Kevin Durant even said he is getting close to being one of the best shooters he has ever played with, outside of Stephen Curry and Klay Thompson, of course.

Playing with offensive machines like Durant, James Harden, and Kyrie Irving has led to some of the most effortless shots he has ever had to take. The big three draw so much attention on drives and by just being on the court that it has led to Harris consistently being open. 100% of Harris’s made threes have been assisted by just being open and making catch-and-shoot jumpers or by running off screens, pin downs, and dribble hand-offs for open shots.

Photo: Michael Gonzales/NBAE/Getty Images

On top of that, because Harris is such a knock-down shooter, it has created so much space on the floor of the big three to operate, creating accessible driving lanes off pick and rolls and isolation plays.
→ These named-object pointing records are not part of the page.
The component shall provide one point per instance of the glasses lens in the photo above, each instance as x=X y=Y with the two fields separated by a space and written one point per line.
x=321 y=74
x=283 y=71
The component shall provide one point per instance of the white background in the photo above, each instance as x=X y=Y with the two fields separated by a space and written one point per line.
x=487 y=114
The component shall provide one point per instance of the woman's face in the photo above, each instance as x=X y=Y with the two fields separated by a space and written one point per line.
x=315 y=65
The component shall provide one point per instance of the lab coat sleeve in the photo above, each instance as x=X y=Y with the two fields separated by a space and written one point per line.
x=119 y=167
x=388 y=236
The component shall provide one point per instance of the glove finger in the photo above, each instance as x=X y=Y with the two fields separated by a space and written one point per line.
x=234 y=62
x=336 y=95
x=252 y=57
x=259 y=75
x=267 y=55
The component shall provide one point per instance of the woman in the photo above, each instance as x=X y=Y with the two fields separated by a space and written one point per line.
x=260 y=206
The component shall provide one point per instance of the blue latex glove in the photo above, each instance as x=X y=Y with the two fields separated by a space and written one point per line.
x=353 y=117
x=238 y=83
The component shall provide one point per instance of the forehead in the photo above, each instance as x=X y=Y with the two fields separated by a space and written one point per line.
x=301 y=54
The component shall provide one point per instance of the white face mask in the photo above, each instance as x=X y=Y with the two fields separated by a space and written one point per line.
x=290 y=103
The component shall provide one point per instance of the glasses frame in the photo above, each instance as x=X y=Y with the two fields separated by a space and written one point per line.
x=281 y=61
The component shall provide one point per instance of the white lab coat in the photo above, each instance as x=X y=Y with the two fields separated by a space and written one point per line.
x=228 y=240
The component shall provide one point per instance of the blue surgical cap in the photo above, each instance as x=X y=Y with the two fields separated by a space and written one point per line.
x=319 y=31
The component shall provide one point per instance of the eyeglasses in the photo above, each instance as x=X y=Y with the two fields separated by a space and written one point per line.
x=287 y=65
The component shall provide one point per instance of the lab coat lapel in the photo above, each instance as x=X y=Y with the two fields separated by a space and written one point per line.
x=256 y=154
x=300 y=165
Wherever he is on the court, he needs to be guarded, or someone will find him for a quick, easy three points. If that wasn’t enough, Harris is a fantastic cutter and driver, and when a defender isn’t paying attention or tries to fight over a screen, he cuts directly to the basket for an easy layup.

Harris ranks 8th overall in Offensive Rating Per 100 Possessions at 129 amongst eligible players, and if you look at the non-bigs, he is just second behind only Joe Ingles. In a four-man combination lineup of Harris, Durant, Harden, and Irving, that has sadly just played 139 minutes together but has a Net (Per 100 Poss) for +16.8 points, which is the best on the Nets and can prove to be an offensive juggernaut of a lineup. To go even further with that, when you look at the best point differential of the Nets three-man combination, Harris is in each of the top five.

Harris has been the most consistent player for the Nets, playing in all 54 games and playing up to his new contract.
His value as a three-point shooter makes him deadly when on the court with the Nets stars by helping create space for them and capitalizing on the space the star makes for him, becoming so valuable to the Nets playoff, hopefully, Finals success.